2 lutego obchodzimy Dzień Świstaka (Groundhog Day). W Punxsutawney w stanie Pensylwania odbyła się specjalna ceremonia, której główną gwiazdą jak zawsze był świstak Phil.
Prognoza na 2016 rok
W ceremonii wzieło udział 30 tys. osób, które chciały na własne oczy zobaczyć tą niezwykłą pogodynkę. O 7:30 rano najsłynniejszy świstak Phil wyszedł ze swojej nory i nie zobaczył swojego cienia, co według tradycji zwiastuje rychły koniec zimy. Niech więc żyje wczesna wiosna!
Rytuał
Phil wychodzi ze swej elektrycznie ogrzewanej norki w pniu drzewa na wzgórzu Gobbler's Knob, rozgląda się za swym cieniem. Jeśli go nie zobaczy, oznacza to nadejście wczesnej wiosny, jeśli cień zobaczy, oznacza to, że zima będzie trzymać długo. Świstak szepcze prognozę do ucha przedstawicielowi Klubu Świstaka, a ten przekłada to na angielski i informuje opinię publiczną.

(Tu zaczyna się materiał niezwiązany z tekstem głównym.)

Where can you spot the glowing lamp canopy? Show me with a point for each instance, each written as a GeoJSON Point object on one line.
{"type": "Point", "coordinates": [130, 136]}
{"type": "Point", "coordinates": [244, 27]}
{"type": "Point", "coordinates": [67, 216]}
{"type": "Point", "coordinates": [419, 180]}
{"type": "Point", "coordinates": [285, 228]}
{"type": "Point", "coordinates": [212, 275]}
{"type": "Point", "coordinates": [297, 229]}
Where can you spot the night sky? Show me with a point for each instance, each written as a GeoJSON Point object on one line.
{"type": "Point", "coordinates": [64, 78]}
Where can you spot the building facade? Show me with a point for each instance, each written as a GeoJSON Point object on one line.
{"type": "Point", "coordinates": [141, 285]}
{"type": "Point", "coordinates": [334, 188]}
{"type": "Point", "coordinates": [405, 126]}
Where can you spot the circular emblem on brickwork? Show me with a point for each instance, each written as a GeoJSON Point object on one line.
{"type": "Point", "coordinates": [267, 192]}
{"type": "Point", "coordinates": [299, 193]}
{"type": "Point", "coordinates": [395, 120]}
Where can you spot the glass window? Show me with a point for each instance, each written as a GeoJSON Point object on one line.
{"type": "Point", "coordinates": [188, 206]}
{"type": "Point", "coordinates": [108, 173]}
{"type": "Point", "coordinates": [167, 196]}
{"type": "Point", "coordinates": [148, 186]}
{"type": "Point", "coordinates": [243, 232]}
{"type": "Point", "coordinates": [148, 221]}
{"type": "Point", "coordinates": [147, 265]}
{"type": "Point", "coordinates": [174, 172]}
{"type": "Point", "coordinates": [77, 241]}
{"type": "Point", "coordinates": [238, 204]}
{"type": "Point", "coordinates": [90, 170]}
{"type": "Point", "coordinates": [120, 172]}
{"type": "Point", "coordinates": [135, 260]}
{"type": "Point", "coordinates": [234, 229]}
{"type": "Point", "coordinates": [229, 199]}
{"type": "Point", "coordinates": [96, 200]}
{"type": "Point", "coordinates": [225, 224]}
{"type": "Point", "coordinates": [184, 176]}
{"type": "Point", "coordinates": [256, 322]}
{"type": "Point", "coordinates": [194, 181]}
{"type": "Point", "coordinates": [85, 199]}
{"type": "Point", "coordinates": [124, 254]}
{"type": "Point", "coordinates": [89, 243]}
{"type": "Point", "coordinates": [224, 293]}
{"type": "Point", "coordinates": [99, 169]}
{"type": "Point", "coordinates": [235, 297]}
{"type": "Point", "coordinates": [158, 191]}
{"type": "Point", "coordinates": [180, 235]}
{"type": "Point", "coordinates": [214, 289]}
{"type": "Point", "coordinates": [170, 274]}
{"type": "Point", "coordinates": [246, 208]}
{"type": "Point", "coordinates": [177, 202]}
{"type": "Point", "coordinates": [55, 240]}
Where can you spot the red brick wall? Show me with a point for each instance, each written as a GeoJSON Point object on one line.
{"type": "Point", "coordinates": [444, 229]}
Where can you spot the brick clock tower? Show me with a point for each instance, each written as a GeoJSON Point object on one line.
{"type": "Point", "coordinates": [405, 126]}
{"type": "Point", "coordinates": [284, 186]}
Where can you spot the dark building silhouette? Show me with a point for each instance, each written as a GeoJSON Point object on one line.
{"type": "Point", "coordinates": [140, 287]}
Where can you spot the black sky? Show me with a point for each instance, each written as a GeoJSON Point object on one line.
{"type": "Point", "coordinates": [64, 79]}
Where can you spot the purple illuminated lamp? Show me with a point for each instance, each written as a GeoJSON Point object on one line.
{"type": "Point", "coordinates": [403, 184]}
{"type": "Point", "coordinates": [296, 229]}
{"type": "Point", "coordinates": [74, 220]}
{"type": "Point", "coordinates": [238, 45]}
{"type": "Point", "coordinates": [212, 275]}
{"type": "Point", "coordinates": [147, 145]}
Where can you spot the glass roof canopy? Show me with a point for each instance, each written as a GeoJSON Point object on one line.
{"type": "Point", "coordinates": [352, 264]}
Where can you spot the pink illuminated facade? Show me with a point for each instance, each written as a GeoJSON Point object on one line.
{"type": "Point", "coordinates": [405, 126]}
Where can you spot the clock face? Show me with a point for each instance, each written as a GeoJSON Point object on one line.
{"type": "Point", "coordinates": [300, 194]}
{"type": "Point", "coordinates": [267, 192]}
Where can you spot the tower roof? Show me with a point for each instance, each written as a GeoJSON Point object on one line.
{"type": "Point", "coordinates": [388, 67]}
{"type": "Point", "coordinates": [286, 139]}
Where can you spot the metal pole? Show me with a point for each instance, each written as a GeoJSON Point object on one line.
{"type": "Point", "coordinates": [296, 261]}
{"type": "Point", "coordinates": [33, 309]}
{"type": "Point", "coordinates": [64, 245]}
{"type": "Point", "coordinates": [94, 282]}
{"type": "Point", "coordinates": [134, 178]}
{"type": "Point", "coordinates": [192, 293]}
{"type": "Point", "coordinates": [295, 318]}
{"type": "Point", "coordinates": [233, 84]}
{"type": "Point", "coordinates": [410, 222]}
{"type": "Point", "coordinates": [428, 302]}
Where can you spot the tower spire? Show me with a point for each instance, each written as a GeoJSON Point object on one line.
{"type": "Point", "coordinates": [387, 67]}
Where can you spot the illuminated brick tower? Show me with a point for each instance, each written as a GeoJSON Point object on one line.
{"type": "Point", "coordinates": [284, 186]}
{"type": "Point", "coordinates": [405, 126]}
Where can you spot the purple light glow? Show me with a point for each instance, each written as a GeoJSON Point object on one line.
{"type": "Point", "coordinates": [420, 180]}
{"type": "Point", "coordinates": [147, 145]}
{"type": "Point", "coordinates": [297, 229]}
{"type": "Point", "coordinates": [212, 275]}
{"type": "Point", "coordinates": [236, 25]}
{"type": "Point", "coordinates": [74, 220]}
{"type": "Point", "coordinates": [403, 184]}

Dzień Świstaka spokrewniony jest z germańskim Candlemas (świętem Ofiarowania Pańskiego), podczas którego to jeż przepowiadał pogodę. Kiedy niemieccy emigranci trafili do Pensylwanii, przywieźli ze sobą tę dziwną tradycję. Zamiast jeża świąteczną maskotką mogli zrobić świstaka, kiedy zobaczyli te zwierzęta wychodzące z nor w okolicach swojego święta. Świstak Phil z Punxsutawney w amerykańskim stanie Pensylwania przepowiada pogodę od 1887 roku.
Chociaż istnieje wiele innych gryzoni, ktore przepowiadają pogodę od Kanady po USA, Phil jest najbardziej popularny. Phil mieszka w zbudowanej przez człowieka norze o kontrolowanej temperaturze w centrum Punxsutawney. Ma nawet swój adres pocztowy (301 East Mahoning Street, Punxsutawney, PA 15767). Jego nora połączona jest z biblioteką miejską, skąd można podglądać życie Phila i jego "żony" Phillis. Groundhod Club nie zdradza, ile świstaków wcielało się w rolę Phila począwszy od 1887 roku.
Świstak Phil z Punxsutawney jest znany dzięki hitowi „Dzień Świstaka”, nakręconego w 1993 roku ze wspaniałym aktorem Billem Murrayem.
Omylna wyrocznia
Statystycznie po ponad stu latach "przepowiadania", świstaki z Punxsutawney tylko w 39 proc. przypadków miały rację. W 2013 Słynny świstak Phil, przepowiadający nadejście wiosny, zawiódł. Na początku lutego obwieścił rychły koniec zimy, a ta - jak na złość - nie chciała odejść. Prokuratorzy stanu Ohio oskarżyli go o oszustwo i domagali się kary śmierci. W mediach społecznościowych podniosło się więc oburzenie, że Phil zwiódł obserwujących go ludzi. Phil celowo, w sposób zaplanowany, zwiódł ludzi i przekonał ich, że wiosna nadejdzie szybko - napisał Mike Gmoser, prokurator ze stanu Ohio. Fałszywa przepowiednia miała naruszyć "godność i spokój stanu Ohio". Na pozew odpowiedział Bill Deeley z Punxsutawney, szef stowarzyszenia, które organizuje słynny Dzień Świstaka. Opiekun gryzonia zapowiedział, że Phil dostał adwokata i będzie walczył z wnioskiem. Cała sprawa była oczywiście żartem i świstakowi znanemu na całe USA, a nawet poza nimi, nie groził nigdy najwyższy wymiar kary.
Teoria
Dzień Świstaka to nietypowe święto, podczas którego ludzkość patrzy na niepozornego gryzonia jak na pogodową wyrocznię. Okazuje się jednak, że gryzoń ma wówczas na myśli coś zupełnie innego. Jak przekonuje prof. Stam Zervanos z Penn State Berks w Reading: Phil – lub jakikolwiek inny świstak – wychodząc ze swej nory, nie cień ma na myśli. O tej porze roku samce wydostają się z nor i zaczynają szukać samic – tłumaczy. Samice z kolei wychodzą na powierzchnię mniej więcej siedem dni później. Przysiadają przy swoich norach i czekają. Gdy samiec znajdzie już partnerkę na wiosnę, oboje wracają do swoich kryjówek pod ziemią, by jeszcze trochę pospać. Wychodzą z nich w marcu i wtedy dochodzi do prokreacji – mówi biolog. Samce wiedzą już wtedy, gdzie są samice, więc rozmnażanie może rozpocząć się od razu.